Twenty-six patients (14.1%) met PRWCC criteria for CAR-HLH. Thirteen patients (7%) had CAR-HLH and a ferritin level greater than 100,000 ng/mL.

Patients who developed CAR-HLH had significantly higher baseline bone marrow disease burden (54% vs. 3.1%; P < .0001), ferritin (median, 3,406 vs. 1,330 ng/mL; P = .0008), and C-reactive protein (4.9 vs. 0.9 mg/dL; P = .001), and significantly lower platelet count (36 vs. 121 × 109/L; P < .0001) and absolute neutrophil count (10 vs. 500 cells/µL; P < .0001) compared with those who did not.

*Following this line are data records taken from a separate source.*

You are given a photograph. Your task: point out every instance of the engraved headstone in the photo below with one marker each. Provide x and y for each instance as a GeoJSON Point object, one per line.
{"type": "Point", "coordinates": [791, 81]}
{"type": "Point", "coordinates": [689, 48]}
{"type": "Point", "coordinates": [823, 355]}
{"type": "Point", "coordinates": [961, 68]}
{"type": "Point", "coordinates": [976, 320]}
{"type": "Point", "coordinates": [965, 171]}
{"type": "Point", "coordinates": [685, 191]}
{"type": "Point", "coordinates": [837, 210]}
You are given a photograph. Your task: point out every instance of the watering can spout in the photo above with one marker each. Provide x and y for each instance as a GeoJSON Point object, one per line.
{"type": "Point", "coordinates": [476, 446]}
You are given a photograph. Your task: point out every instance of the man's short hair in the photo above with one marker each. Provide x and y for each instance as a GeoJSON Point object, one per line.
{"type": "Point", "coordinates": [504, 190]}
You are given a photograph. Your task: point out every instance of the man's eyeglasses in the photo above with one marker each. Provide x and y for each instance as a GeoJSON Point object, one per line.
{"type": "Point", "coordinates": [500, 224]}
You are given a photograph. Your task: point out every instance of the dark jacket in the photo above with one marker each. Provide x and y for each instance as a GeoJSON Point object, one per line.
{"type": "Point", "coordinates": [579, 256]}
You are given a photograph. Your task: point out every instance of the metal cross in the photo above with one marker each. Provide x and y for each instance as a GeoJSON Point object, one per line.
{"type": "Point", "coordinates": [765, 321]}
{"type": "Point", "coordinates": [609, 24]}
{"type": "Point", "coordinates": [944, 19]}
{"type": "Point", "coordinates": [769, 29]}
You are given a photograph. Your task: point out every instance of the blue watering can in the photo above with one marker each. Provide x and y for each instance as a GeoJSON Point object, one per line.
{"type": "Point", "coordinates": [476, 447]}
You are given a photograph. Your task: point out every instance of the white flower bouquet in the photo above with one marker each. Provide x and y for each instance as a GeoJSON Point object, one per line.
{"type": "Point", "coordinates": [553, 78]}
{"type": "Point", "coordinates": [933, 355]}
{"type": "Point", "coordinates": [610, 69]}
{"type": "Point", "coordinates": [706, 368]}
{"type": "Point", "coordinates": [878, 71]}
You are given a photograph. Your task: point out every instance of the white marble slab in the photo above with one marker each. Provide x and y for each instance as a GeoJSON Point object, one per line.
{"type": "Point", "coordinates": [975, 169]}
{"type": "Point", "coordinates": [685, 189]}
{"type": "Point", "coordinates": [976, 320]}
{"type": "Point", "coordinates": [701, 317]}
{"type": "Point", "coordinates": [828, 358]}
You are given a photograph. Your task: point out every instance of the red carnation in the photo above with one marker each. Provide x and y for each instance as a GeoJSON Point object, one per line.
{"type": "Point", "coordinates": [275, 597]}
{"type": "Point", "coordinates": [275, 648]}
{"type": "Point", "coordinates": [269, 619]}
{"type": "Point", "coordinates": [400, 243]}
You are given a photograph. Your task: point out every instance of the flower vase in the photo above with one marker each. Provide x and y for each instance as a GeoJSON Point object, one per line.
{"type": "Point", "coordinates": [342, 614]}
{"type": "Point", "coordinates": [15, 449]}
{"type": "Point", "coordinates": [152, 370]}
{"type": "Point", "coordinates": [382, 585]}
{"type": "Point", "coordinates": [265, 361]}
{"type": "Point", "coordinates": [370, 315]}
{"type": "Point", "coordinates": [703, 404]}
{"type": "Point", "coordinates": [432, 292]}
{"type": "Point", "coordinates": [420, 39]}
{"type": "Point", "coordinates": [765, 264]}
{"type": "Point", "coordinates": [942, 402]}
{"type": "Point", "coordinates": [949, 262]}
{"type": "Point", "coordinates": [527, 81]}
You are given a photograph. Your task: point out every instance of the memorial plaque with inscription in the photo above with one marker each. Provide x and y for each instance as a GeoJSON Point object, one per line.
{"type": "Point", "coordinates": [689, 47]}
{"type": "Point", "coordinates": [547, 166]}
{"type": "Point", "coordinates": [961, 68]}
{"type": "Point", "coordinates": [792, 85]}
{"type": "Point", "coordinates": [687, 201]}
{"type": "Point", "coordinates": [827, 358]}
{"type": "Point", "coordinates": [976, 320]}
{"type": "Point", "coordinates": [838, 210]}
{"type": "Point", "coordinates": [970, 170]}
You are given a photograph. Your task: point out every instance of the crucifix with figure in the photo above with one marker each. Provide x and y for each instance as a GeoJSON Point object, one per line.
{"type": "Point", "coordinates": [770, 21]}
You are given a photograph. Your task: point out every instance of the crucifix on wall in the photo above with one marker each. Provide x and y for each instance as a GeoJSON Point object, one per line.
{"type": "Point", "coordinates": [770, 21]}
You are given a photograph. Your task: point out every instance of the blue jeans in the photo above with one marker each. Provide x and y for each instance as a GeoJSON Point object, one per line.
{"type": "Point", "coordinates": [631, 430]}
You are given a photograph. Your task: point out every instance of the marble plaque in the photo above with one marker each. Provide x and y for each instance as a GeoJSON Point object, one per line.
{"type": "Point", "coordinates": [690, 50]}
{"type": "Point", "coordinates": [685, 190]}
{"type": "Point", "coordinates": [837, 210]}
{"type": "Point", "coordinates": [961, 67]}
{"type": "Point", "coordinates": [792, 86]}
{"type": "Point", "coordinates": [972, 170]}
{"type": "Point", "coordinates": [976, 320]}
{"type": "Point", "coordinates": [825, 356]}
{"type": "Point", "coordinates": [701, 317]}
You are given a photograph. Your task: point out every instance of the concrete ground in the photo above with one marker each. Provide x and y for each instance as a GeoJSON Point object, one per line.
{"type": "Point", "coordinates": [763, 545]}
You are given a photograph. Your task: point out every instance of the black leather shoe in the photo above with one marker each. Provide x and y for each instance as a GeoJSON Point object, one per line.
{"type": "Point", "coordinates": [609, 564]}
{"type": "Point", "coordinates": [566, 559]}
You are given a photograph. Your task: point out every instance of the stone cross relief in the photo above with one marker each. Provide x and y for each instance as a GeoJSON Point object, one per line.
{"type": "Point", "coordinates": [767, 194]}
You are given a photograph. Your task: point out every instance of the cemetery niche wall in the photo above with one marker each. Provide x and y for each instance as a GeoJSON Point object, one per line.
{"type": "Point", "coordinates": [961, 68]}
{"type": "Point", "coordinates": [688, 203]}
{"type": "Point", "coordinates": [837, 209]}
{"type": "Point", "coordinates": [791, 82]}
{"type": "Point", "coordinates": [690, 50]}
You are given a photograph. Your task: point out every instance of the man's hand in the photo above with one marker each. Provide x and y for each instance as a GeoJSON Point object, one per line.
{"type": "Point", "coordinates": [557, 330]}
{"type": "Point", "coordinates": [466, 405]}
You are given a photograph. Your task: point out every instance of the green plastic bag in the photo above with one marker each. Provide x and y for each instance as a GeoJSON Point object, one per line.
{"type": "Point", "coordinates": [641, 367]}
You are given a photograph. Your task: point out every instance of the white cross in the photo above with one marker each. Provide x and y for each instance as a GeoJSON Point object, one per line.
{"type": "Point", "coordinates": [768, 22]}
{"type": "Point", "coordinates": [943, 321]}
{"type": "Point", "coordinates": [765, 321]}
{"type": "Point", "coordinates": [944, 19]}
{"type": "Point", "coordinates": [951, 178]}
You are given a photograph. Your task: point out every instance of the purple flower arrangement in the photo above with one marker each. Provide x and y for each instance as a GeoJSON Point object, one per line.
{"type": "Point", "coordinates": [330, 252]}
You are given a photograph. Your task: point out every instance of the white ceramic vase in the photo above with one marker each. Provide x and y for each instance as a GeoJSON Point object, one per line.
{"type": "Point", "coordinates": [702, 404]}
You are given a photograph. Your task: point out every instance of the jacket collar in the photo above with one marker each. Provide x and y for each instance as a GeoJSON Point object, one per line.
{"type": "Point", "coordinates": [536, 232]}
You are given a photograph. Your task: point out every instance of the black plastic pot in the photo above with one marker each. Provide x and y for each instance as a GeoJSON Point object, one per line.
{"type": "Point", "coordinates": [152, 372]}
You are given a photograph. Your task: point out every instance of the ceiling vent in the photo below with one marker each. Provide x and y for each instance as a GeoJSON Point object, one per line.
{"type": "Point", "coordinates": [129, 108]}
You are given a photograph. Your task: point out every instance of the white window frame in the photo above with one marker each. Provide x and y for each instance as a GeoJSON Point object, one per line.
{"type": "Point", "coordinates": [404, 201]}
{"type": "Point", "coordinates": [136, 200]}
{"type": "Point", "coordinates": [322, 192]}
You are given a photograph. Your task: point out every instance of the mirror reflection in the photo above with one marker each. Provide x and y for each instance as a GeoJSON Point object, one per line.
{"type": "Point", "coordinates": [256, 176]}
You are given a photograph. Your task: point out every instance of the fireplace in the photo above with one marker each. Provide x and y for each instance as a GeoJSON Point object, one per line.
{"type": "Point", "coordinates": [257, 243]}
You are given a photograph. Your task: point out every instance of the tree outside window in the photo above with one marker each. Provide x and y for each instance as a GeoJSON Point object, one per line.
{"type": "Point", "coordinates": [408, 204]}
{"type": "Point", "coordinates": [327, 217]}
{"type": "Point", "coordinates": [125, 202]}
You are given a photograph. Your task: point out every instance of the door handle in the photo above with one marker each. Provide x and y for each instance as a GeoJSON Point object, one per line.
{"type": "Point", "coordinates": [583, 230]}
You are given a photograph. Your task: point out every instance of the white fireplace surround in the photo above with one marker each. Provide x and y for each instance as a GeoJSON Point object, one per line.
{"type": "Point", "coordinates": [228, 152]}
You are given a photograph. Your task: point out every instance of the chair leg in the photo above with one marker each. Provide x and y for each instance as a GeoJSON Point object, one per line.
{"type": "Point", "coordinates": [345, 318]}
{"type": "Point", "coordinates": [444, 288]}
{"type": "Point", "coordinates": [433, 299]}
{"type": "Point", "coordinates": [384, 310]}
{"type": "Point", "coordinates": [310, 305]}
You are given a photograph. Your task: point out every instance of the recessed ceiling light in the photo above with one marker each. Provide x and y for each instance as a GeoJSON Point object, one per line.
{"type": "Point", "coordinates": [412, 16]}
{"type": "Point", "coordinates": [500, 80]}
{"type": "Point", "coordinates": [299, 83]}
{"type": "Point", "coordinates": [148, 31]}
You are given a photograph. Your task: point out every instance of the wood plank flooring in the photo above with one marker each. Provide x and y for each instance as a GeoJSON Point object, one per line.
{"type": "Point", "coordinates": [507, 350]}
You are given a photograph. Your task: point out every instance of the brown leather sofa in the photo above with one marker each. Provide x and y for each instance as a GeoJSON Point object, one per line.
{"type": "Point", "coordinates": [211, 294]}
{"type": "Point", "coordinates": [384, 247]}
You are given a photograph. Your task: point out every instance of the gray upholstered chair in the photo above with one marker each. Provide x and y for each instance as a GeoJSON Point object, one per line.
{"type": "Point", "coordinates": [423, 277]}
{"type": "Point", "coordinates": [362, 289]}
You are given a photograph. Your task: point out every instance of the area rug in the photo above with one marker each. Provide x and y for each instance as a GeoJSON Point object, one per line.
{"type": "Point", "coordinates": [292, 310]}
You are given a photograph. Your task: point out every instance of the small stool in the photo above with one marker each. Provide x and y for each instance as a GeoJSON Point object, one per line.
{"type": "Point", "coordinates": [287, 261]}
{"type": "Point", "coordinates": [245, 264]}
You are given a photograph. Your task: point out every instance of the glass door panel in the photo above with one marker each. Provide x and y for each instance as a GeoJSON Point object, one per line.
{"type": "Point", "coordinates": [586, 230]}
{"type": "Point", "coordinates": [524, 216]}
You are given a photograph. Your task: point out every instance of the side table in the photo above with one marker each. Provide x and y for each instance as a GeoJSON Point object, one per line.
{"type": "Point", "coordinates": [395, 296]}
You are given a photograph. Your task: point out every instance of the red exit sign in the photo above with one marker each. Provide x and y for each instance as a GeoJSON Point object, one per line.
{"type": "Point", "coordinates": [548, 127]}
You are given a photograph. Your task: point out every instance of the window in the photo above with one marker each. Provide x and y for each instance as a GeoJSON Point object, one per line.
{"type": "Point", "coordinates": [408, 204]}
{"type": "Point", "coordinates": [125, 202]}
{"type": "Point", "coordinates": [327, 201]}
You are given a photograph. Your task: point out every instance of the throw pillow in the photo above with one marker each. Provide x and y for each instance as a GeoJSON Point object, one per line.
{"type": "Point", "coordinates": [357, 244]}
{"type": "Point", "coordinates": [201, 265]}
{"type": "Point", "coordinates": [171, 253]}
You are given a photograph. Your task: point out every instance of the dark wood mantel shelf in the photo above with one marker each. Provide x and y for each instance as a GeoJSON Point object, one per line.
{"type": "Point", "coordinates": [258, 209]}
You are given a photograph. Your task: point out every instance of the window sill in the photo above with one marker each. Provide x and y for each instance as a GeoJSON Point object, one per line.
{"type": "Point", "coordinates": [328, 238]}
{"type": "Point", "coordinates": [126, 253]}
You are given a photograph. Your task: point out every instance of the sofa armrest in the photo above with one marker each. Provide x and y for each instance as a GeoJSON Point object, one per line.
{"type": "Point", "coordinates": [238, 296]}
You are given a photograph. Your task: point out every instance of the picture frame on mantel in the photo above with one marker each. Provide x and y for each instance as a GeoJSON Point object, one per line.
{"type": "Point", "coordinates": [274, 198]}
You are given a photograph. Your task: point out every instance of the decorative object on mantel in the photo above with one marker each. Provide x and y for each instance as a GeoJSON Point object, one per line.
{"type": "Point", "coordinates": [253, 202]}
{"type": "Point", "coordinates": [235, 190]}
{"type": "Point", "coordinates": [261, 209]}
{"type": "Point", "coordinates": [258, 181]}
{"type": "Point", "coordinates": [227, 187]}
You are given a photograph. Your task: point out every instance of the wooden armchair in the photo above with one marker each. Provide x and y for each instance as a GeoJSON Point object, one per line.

Those with CAR-HLH had significantly higher risk of no treatment response at day 28 after infusion (OR = 4.36; P =.03), disease relapse (OR = 3.49; P = .004) and death (OR = 10.77; P < .0001).

Patients who developed CAR-HLH with a ferritin level greater than 100,000 ng/mL exhibited median OS of 85 days compared with 127 days among those who had CAR-HLH and ferritin levels greater than 10,000 ng/mL. Median OS had not been reached for patients who did not develop CAR-HLH.

Patients who did not experience high-grade CRS after tisagenlecleucel infusion appeared three times more likely than those who developed CAR-HLH to achieve 12-month OS (79.1% vs. 25.7%).

Likewise, those who did not develop high-grade CRS after treatment appeared considerably more likely to achieve 12-month RFS (57.9% vs. 4.7%).

Researchers reported a mortality rate of 76% among patients who had CAR-HLH compared with 20% for all patients in the study.

Nearly two-thirds (63.6%) of patients with CAR-HLH developed an infection within 28 days of CAR T-cell infusion compared with 17.6% of those who had high-grade CRS, and 13.9% for those with no/low-grade CRS and no CAR-HLH.

Clinical implications

The incidence of CAR-HLH in this real-world analysis appeared consistent with that observed in previous studies using CD19-directed 4-1BB CAR T cells, McNerney said.

The results suggest that preinfusion characteristics — such as high bone marrow disease burden, inflammation and cytopenias — are associated with CAR-HLH, in addition to post-infusion infections, neutropenia and thrombocytopenia, he added.

The PRWCC will next aim to develop and validate a predictive model for CAR-HLH, as well as work with ASTCT to establish a consensus definition for the condition, McNerney said.

"This is a likely underreported entity in clinical practice that results in significantly worse overall and relapse-free survival,” he said. “CAR-HLH represents a group of high-risk patients whose outcomes merit intensive investigation."